# Simple stan regression model takes 60 hours to complete. Why?

I want to model the interaction between x1 and x2 in this simulated data with a logistic regression

I am quite inexperienced in stan, but to my knowledge this is a very simple stan model which should take 52 hours to sample from according to stan. This is a simple logistic regression with 3 predictors which should be fairly easy to sample. I am using rstan and my setup in R looks like this:

``````X <- data.frame(x1 = rbinom(6534, 2, 0.3),
x2 = rbinom(6534, 2, 0.3))

Y <- rbinom(6534, 1, 0.2)

logistic_regression <- stan_model("logistic_regression.stan")
logistic_fit <- sampling(logistic_regression,
list(N = dim(X),
y=Y,
x=X),
iter=2000,
chains = 4,
save_warmup=FALSE)
``````

My stan model looks like this

logistic_regression.stan

``````data{
int<lower=1> N; // Rows
int<lower=0, upper=1> y[N]; // Outcome variables
matrix<lower=0, upper=2>[N, 2] x; // Predictor variables, always two columns
}

parameters{

real a;
row_vector b;
}

model{

// Priors
a ~ normal(0, 0.1);
for (i in 1:3)
{
b[i] ~ normal(0, 0.2^2);
}

// Likelihood
for (i in 1:N)
{
y[i] ~ bernoulli_logit( a + b*x[,1] + b*x[,1] + b*x[,1].*x[,2] );
}

}

``````

When I initialize sampling I get this message

``````Chain 1: Gradient evaluation took 21.6585 seconds
Chain 1: 1000 transitions using 10 leapfrog steps per transition would take 216585 seconds.
``````

And the same message for chain 2, 3 & 4. I left it to run overnight and it wasn’t done the next morning. I have tried simple stan models in the past without this run time, but I don’t have the code anymore so I cannot compare to older models. I am working on a linux server on which many other people work without a problem.

Why does the sampling take this long time in this model?

First, there’s a bug in your code that is probably causing the majority of the slowdown.
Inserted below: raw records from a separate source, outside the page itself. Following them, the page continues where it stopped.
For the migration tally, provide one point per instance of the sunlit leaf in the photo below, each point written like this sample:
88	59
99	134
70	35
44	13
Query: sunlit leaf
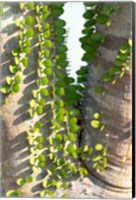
98	147
39	139
13	69
17	79
41	158
29	179
20	181
39	146
96	158
70	148
30	32
15	88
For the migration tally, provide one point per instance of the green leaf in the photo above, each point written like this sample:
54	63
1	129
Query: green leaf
71	137
30	5
45	183
118	62
39	110
24	61
31	140
64	185
17	22
15	51
30	32
52	149
60	111
49	172
104	161
95	124
27	50
44	92
11	193
74	112
16	60
41	102
47	33
114	70
60	91
46	26
47	71
39	139
31	113
58	137
74	128
41	158
28	20
47	63
96	115
32	150
99	90
34	169
37	9
107	77
53	182
122	57
15	88
61	48
60	31
48	43
102	19
59	23
21	5
125	49
20	181
29	179
130	42
32	103
59	103
98	147
108	9
42	194
97	37
70	148
86	148
39	146
50	193
13	69
32	160
57	12
44	80
60	83
73	120
46	53
90	151
37	125
17	79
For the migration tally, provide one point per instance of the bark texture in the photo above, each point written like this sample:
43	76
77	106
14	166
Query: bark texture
115	106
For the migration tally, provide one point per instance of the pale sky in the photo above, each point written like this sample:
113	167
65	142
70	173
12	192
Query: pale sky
74	24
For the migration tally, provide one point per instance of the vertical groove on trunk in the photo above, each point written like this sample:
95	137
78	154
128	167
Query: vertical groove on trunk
115	107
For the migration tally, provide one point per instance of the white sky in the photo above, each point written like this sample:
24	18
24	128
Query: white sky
74	24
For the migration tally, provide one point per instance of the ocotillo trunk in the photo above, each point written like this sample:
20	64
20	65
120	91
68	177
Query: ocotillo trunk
115	107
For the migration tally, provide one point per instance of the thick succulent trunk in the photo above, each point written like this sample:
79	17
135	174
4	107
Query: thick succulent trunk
114	107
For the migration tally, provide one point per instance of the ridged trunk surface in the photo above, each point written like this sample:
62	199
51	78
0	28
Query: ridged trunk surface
115	107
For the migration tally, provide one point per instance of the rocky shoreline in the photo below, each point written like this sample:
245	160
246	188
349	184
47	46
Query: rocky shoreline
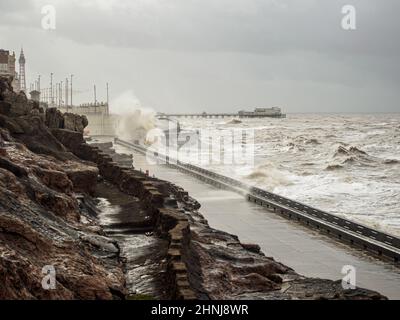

You loop N times to express the likelihood for each element in y, but where each said element should be associated with a single row in `x`, you’re not similarly indexing `x` (ie. `x[i,1]`), resulting in computing the entire set of `b*x` terms every loop. Since `bernoulli_logit()` is vectorized, you can fix this by simply skipping the loop and doing:

``````  y ~ bernoulli_logit( a + b*x[,1] + b*x[,1] + b*x[,1].*x[,2] );
``````

There’s a number of things you can further do to make this example faster:

• Since all elements of parameter vector `b` receive the same prior, you don’t need to assign them in a loop but can instead do simply `b ~ normal(0,0.04) ;` (it also helps very slightly to actually put `0.04` rather than `0.2^2`)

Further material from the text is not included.